Imagine this…
You hand the deck out to various audience members, who each genuinely shuffle. You then take the cards back and shuffle further. Next, an audience member cuts the deck as many times as they like. Once they’re satisfied, they look at the top card and bury it somewhere in the middle of the deck, and then cut the deck some more.
It seems impossible, yet once you take back the deck, you find the exact card the spectator chose (even though they never name it aloud!)
All of the above is explained in this week’s Inner Circle content.
The ‘2 second summary’ of the Marlo version is that it sets up the Spades at certain locations in the deck, which it uses to track the movement of any given card.
But we don’t need to worry about that, because we have an even easier (and more fooling) version that will let us hand the deck out to be shuffled and examined…
Here are the steps:
- Start in stack
Any stack will do, but for the purpose of this explanation, I’ll assume we’re in Mnemonica.
If you’re already in stack thanks to previous effects, great.
If not, you don’t even need to set up the full stack—just the first 13 cards of the stack.
- Hand out the deck to be shuffled
Here’s where things get fun.
We’re going to use one of my favorite ruses—the idea of ‘separate shuffling’ to maintain certain cards.
We can start by genuinely shuffling the bottom three-quarters of the deck, maintaining the 13 card block on top.
Then we cut the top 13 cards and hand them to spectator #1, and instruct him to shuffle thoroughly (little does he know that it doesn’t matter how much he shuffles, the cards in his hand will always be cards 1-13 of our stack…)
We then spread another 13 cards and hand them to the next spectator. I would use Elmsley’s 3-3-2-2 count (or is it 3-2-3-2…I always forget) to make sure it doesn’t look like you’re counting. In our case, we want to give them 13 cards so we might push off 3-3-2-2-3.
(this simply means we push a block of 3 cards, then another 3, then 2, then 2, then 3—which enables us to separate 13 cards without it being completely obvious we’re counting 13 cards one by one.)
For the last two spectators, we can just give them roughly half—they don’t need 13 each. Between them, they’ll have 26, and that’s what we’ll need later.
- Retrieve the packets in THIS order…
Take back the first packet, and the second packet.
Here comes the important part:
IN FARO the first packet into the second.
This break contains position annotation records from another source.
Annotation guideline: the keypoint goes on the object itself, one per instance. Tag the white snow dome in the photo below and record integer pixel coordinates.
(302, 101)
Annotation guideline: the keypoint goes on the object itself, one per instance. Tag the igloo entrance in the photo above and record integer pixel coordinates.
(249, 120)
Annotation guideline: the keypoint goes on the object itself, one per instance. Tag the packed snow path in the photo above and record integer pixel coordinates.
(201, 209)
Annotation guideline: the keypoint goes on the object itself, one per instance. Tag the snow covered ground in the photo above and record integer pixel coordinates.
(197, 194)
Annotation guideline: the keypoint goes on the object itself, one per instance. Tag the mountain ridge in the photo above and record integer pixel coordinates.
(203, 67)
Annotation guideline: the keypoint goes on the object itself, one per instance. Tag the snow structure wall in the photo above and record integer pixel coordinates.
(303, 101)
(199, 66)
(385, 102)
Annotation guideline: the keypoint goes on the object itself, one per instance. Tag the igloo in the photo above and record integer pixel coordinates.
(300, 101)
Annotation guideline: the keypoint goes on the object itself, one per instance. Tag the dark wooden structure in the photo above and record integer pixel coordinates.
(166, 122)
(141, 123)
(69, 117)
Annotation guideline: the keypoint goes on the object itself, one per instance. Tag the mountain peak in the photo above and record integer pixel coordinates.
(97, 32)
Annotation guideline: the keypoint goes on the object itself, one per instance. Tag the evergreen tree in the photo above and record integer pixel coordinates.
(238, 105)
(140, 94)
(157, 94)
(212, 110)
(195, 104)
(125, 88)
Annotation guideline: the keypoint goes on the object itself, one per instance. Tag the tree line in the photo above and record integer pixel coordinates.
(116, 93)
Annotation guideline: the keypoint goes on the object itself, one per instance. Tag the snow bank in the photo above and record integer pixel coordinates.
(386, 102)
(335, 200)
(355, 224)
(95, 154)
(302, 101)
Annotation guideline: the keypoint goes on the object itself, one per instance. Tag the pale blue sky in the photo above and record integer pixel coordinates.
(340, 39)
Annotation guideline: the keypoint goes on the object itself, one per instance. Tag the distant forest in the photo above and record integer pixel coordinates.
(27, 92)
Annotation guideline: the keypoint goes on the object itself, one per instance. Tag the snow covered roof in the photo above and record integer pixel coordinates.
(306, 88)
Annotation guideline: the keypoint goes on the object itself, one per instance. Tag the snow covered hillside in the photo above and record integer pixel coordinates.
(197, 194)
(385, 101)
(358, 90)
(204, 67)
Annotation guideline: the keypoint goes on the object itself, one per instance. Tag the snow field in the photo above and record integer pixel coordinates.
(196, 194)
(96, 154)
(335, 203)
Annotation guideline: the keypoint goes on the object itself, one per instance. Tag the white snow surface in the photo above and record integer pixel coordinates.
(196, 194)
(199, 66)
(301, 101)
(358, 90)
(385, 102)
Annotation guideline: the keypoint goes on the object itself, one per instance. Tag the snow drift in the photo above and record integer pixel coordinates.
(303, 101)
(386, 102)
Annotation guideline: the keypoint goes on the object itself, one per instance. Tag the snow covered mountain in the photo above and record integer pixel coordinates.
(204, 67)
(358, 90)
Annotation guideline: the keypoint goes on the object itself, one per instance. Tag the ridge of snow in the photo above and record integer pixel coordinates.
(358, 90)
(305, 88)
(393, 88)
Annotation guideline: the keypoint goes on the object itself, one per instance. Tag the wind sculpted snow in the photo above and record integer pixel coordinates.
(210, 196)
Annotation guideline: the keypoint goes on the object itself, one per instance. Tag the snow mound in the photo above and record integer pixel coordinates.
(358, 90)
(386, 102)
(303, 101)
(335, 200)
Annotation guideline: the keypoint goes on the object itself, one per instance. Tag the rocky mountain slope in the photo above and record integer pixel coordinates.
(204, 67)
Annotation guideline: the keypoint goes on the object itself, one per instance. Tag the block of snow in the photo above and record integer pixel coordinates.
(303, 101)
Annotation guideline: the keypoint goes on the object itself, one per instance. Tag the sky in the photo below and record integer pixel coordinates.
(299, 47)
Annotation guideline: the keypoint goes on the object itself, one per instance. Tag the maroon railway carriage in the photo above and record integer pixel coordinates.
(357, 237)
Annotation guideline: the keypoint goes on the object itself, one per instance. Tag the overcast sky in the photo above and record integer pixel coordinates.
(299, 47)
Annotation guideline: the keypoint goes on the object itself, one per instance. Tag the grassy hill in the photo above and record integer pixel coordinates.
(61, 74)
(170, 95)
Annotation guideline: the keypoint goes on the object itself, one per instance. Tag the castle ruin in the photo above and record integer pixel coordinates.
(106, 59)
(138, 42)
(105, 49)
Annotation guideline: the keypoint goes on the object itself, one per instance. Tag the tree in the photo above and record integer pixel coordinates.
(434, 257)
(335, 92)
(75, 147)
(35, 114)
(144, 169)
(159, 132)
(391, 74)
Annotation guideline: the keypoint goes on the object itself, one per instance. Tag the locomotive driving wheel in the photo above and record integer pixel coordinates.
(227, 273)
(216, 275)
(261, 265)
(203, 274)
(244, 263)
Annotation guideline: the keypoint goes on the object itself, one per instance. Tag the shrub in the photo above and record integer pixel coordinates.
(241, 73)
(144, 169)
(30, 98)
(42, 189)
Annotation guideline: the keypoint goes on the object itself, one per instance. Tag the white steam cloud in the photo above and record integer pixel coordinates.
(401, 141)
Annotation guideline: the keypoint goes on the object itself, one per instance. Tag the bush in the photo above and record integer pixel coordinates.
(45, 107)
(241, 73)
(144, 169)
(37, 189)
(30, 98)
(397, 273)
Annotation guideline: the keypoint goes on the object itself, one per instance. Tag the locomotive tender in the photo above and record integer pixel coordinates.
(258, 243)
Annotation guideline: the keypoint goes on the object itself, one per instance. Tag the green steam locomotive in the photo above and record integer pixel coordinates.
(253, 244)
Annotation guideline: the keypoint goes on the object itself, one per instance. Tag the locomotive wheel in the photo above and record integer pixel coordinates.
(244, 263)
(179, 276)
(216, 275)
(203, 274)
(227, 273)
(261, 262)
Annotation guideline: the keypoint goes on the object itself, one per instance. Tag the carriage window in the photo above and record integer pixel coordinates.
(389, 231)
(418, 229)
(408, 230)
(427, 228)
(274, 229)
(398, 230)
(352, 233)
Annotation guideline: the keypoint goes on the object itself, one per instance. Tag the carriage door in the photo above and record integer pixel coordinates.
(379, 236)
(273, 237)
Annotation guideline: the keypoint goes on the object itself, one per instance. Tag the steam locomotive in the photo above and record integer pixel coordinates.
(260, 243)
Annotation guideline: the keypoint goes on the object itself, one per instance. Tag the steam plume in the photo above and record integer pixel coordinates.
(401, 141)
This will put the first 13 cards of our stack at locations 2, 4, 6, 8, etc.
Now we take the two packets back from the other two spectators and IN FARO the packet with our memorized cards into the other 26.
This positions the first 13 cards of our stack at locations 4, 8, 12, 16, etc.
Essentially, although as far as the audience can tell all we’ve done is hopelessly mix the deck, we’ve positioned the first 13 cards of our stack at every 4th card in the deck.
Now, let me make it clear:
Our 13 memorized cards won’t be in ORDER. We might have the QH at position 4, the 6D at 8, and the 4C at 12. However, every 4th card will be ONE of our 13 memorized cards—and that’s good enough for this effect.
- Let them select a card
At this point, they can cut the deck as many times as they like. Once they’re done, they look at the top card and bury it somewhere in the deck. They can then cut the deck a few more times.
- Reveal their selection
Our job is now pretty simple.
We simply take back the cards and spread through them. Wherever we find two of our memorized 13 cards separated by FOUR cards rather than three, we know one of those four cards is the chosen card.
(and where the two memorized cards are separated by TWO is where the card was taken from.)
Now we just need to ask one or two ‘fishing’ questions to determine the identity of the card.
For example, if the 4 cards are the 5D, KS, QD, 7H, we might ask:
“Your card, was it red?”
If no…remove the KS, as that must be their card.
If yes…we then ask:
“Was it Diamonds?”
If no…remove the 7H, as that must be their card.
“It’s a face card, right?”
If no…remove the 5D, that must be their card.
If yes…remove the QD, that must be their card.
Either way, in many cases, we simply need them to say ‘no’ once before we know the card. And if we make sure we’re asking in a hesitant, probing way like we’re struggling to break through into their mind, it’s all just a part of the process (and may even add to the believability if you do it right.)
- The one caveat
There’s one exception to the above rule.
What if the card they chose was one of the 13 memorized cards?
If the card they chose was one of the 13 memorized cards, our job is actually pretty simple. Wherever we find one of our 13 memorized cards is one of the four cards, that must be the chosen card.
Great effect, right?
I encourage you to pick up Marlo’s ‘Faro Notes’ if you haven’t yet…it’s bursting with ideas like this one.